[s2s] add support for overriding config params (#6149)

3212b885 · Stas Bekman · GitHub · 54f9fbef · 3212b885 · 3212b885
Unverified Commit 3212b885 authored Jul 29, 2020 by Stas Bekman Committed by GitHub Jul 30, 2020
4 changed files
--- a/examples/lightning_base.py
+++ b/examples/lightning_base.py
@@ -70,6 +70,13 @@ class BaseTransformer(pl.LightningModule):
            )
        else:
            self.config: PretrainedConfig = config
+
+        extra_model_params = ("encoder_layerdrop", "decoder_layerdrop", "dropout", "attention_dropout")
+        for p in extra_model_params:
+            if getattr(self.hparams, p, None):
+                assert hasattr(self.config, p), f"model config doesn't have a `{p}` attribute"
+                setattr(self.config, p, getattr(self.hparams, p))
+
        if tokenizer is None:
            self.tokenizer = AutoTokenizer.from_pretrained(
                self.hparams.tokenizer_name if self.hparams.tokenizer_name else self.hparams.model_name_or_path,
@@ -182,6 +189,22 @@ class BaseTransformer(pl.LightningModule):
            type=str,
            help="Where do you want to store the pre-trained models downloaded from s3",
        )
+        parser.add_argument(
+            "--encoder_layerdrop",
+            type=float,
+            help="Encoder layer dropout probability (Optional).

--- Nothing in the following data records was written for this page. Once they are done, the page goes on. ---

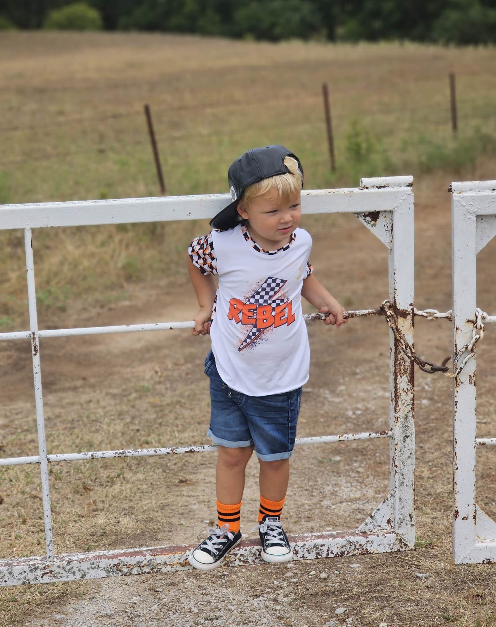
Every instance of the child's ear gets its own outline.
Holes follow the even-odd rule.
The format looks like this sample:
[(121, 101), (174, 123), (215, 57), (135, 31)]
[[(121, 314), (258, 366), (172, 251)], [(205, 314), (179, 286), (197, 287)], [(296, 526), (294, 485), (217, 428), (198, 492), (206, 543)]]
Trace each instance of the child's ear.
[(243, 203), (240, 202), (238, 203), (237, 209), (238, 209), (238, 213), (240, 214), (240, 215), (241, 216), (243, 220), (247, 220), (248, 219), (248, 214), (246, 213), (246, 210)]

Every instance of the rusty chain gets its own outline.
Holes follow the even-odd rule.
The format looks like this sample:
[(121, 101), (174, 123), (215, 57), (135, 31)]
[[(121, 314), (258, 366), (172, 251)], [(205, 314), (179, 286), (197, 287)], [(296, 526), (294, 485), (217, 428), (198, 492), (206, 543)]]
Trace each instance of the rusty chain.
[[(485, 318), (487, 317), (487, 314), (479, 309), (478, 307), (475, 310), (475, 319), (474, 320), (470, 320), (473, 324), (473, 329), (472, 330), (472, 338), (470, 342), (468, 344), (465, 344), (465, 346), (462, 346), (458, 351), (457, 352), (455, 359), (453, 359), (453, 372), (450, 372), (450, 369), (446, 365), (448, 362), (453, 357), (452, 355), (449, 355), (445, 359), (444, 359), (441, 364), (441, 366), (436, 366), (435, 364), (433, 364), (430, 361), (426, 361), (423, 359), (419, 356), (418, 356), (415, 351), (413, 350), (413, 347), (409, 344), (408, 340), (404, 336), (404, 334), (401, 330), (398, 327), (398, 316), (394, 313), (391, 307), (391, 303), (389, 300), (384, 300), (381, 305), (381, 309), (384, 312), (384, 315), (386, 317), (386, 320), (389, 328), (393, 331), (393, 333), (399, 344), (399, 347), (406, 356), (408, 359), (416, 364), (417, 366), (420, 368), (421, 370), (425, 372), (428, 372), (430, 374), (432, 374), (434, 372), (442, 372), (443, 374), (446, 375), (446, 377), (450, 377), (451, 378), (454, 378), (457, 377), (463, 368), (465, 367), (468, 362), (472, 359), (472, 357), (475, 356), (475, 343), (478, 341), (484, 334), (484, 324), (483, 320)], [(434, 320), (437, 318), (451, 318), (451, 312), (448, 312), (446, 314), (440, 314), (438, 311), (435, 309), (426, 309), (424, 312), (418, 312), (417, 310), (414, 310), (414, 313), (416, 315), (420, 315), (423, 317), (427, 318), (428, 320)], [(477, 333), (477, 332), (479, 332)], [(461, 361), (462, 356), (463, 354), (468, 350), (469, 353)]]
[[(423, 311), (419, 311), (418, 309), (415, 309), (414, 308), (413, 315), (420, 316), (422, 318), (425, 318), (426, 320), (438, 320), (440, 318), (445, 318), (448, 320), (452, 320), (453, 319), (452, 312), (451, 310), (446, 312), (446, 313), (444, 314), (441, 314), (437, 310), (437, 309), (425, 309)], [(329, 314), (311, 314), (304, 315), (303, 318), (307, 320), (324, 320), (329, 315)], [(467, 322), (472, 322), (473, 325), (473, 329), (472, 330), (472, 338), (468, 344), (465, 344), (465, 346), (462, 346), (456, 353), (456, 355), (453, 359), (453, 372), (450, 372), (450, 369), (446, 366), (446, 364), (453, 358), (452, 355), (449, 355), (445, 359), (444, 359), (441, 362), (441, 366), (436, 366), (436, 364), (433, 364), (432, 362), (426, 361), (425, 359), (423, 359), (421, 357), (415, 352), (413, 350), (413, 347), (409, 344), (408, 340), (405, 337), (404, 334), (399, 329), (398, 322), (398, 316), (394, 313), (389, 300), (384, 300), (381, 307), (376, 309), (362, 309), (359, 311), (348, 311), (344, 312), (344, 317), (346, 319), (357, 318), (359, 317), (361, 317), (371, 315), (384, 315), (385, 317), (389, 328), (393, 331), (394, 337), (398, 340), (399, 347), (401, 349), (404, 354), (408, 357), (408, 359), (411, 361), (416, 364), (421, 370), (425, 372), (428, 372), (429, 374), (433, 374), (434, 372), (442, 372), (443, 374), (446, 375), (446, 377), (450, 377), (451, 378), (457, 377), (465, 367), (468, 362), (472, 359), (472, 357), (475, 357), (475, 343), (478, 342), (484, 335), (484, 324), (483, 321), (487, 317), (487, 314), (477, 307), (475, 310), (475, 320), (467, 320)], [(478, 333), (477, 332), (478, 332)], [(465, 353), (467, 350), (469, 351), (468, 354), (466, 355), (463, 359), (462, 359), (464, 353)]]

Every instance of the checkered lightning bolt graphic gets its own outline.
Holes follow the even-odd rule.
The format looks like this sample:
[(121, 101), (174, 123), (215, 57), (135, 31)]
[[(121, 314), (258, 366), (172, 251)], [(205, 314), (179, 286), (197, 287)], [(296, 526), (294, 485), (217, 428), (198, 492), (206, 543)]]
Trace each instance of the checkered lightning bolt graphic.
[[(248, 300), (245, 302), (245, 305), (256, 305), (260, 307), (263, 305), (271, 305), (272, 306), (272, 315), (274, 315), (276, 307), (278, 305), (283, 305), (287, 303), (289, 298), (277, 298), (273, 300), (276, 294), (280, 291), (283, 285), (288, 282), (283, 278), (276, 278), (275, 277), (268, 277), (260, 285), (258, 289), (254, 292)], [(263, 330), (256, 326), (256, 322), (253, 323), (248, 334), (241, 342), (241, 345), (238, 349), (238, 350), (243, 350), (250, 342), (258, 337)]]

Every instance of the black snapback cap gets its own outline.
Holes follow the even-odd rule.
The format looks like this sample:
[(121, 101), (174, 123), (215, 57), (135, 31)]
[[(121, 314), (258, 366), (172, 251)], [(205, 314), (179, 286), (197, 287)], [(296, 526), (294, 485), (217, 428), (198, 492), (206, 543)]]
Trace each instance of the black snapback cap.
[(298, 158), (291, 150), (278, 144), (265, 148), (252, 148), (233, 161), (228, 172), (233, 202), (212, 218), (210, 226), (221, 231), (227, 231), (238, 224), (238, 203), (245, 188), (270, 176), (288, 172), (289, 170), (284, 165), (284, 159), (288, 155), (296, 159), (303, 176), (303, 168)]

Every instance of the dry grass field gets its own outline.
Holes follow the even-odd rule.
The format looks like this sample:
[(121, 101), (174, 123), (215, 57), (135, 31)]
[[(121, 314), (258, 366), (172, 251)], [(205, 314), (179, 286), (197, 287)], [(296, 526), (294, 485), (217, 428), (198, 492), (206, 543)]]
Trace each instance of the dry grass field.
[[(226, 191), (232, 160), (270, 142), (300, 157), (307, 189), (356, 185), (360, 176), (413, 174), (416, 306), (446, 310), (446, 189), (452, 180), (495, 178), (495, 70), (491, 48), (3, 34), (0, 201), (156, 195), (142, 113), (147, 102), (171, 194)], [(451, 70), (459, 90), (456, 142), (449, 126)], [(330, 84), (335, 120), (334, 175), (323, 81)], [(377, 307), (386, 298), (386, 250), (352, 216), (310, 216), (302, 226), (314, 238), (316, 275), (347, 308)], [(188, 222), (38, 229), (40, 328), (190, 319), (194, 295), (182, 260), (191, 236), (206, 228)], [(24, 328), (23, 234), (0, 237), (0, 328)], [(478, 275), (478, 304), (491, 314), (495, 261), (493, 241), (479, 256)], [(415, 333), (417, 352), (426, 358), (438, 362), (450, 352), (446, 321), (419, 319)], [(339, 330), (315, 323), (309, 335), (312, 369), (298, 437), (385, 428), (384, 320), (353, 320)], [(478, 349), (480, 437), (496, 431), (493, 335), (488, 329)], [(49, 452), (207, 443), (202, 356), (208, 344), (186, 331), (43, 341)], [(29, 346), (0, 342), (0, 354), (2, 456), (34, 455)], [(496, 625), (495, 566), (455, 566), (451, 557), (450, 383), (419, 371), (416, 382), (415, 551), (299, 562), (290, 581), (285, 567), (265, 566), (228, 568), (225, 580), (218, 571), (187, 571), (0, 589), (0, 625)], [(477, 501), (493, 517), (494, 453), (482, 451), (477, 460)], [(215, 456), (205, 454), (53, 465), (56, 551), (199, 540), (203, 521), (214, 514), (214, 465)], [(298, 447), (284, 510), (288, 533), (359, 525), (387, 494), (388, 465), (383, 441)], [(245, 532), (256, 524), (257, 466), (250, 460)], [(0, 469), (0, 555), (41, 553), (39, 469)], [(337, 608), (346, 611), (335, 614)]]

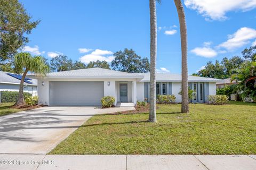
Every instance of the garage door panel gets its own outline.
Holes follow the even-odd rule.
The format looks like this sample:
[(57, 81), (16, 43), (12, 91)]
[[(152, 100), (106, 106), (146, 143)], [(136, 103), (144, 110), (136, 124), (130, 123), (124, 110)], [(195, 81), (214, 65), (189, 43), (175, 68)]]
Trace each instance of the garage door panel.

Goes into model.config",
+        )
+        parser.add_argument(
+            "--decoder_layerdrop",
+            type=float,
+            help="Decoder layer dropout probability (Optional). Goes into model.config",
+        )
+        parser.add_argument(
+            "--dropout", type=float, help="Dropout probability (Optional). Goes into model.config",
+        )
+        parser.add_argument(
+            "--attention_dropout", type=float, help="Attention dropout probability (Optional). Goes into model.config",
+        )
        parser.add_argument("--learning_rate", default=5e-5, type=float, help="The initial learning rate for Adam.")
        parser.add_argument("--weight_decay", default=0.0, type=float, help="Weight decay if we apply some.")
        parser.add_argument("--adam_epsilon", default=1e-8, type=float, help="Epsilon for Adam optimizer.")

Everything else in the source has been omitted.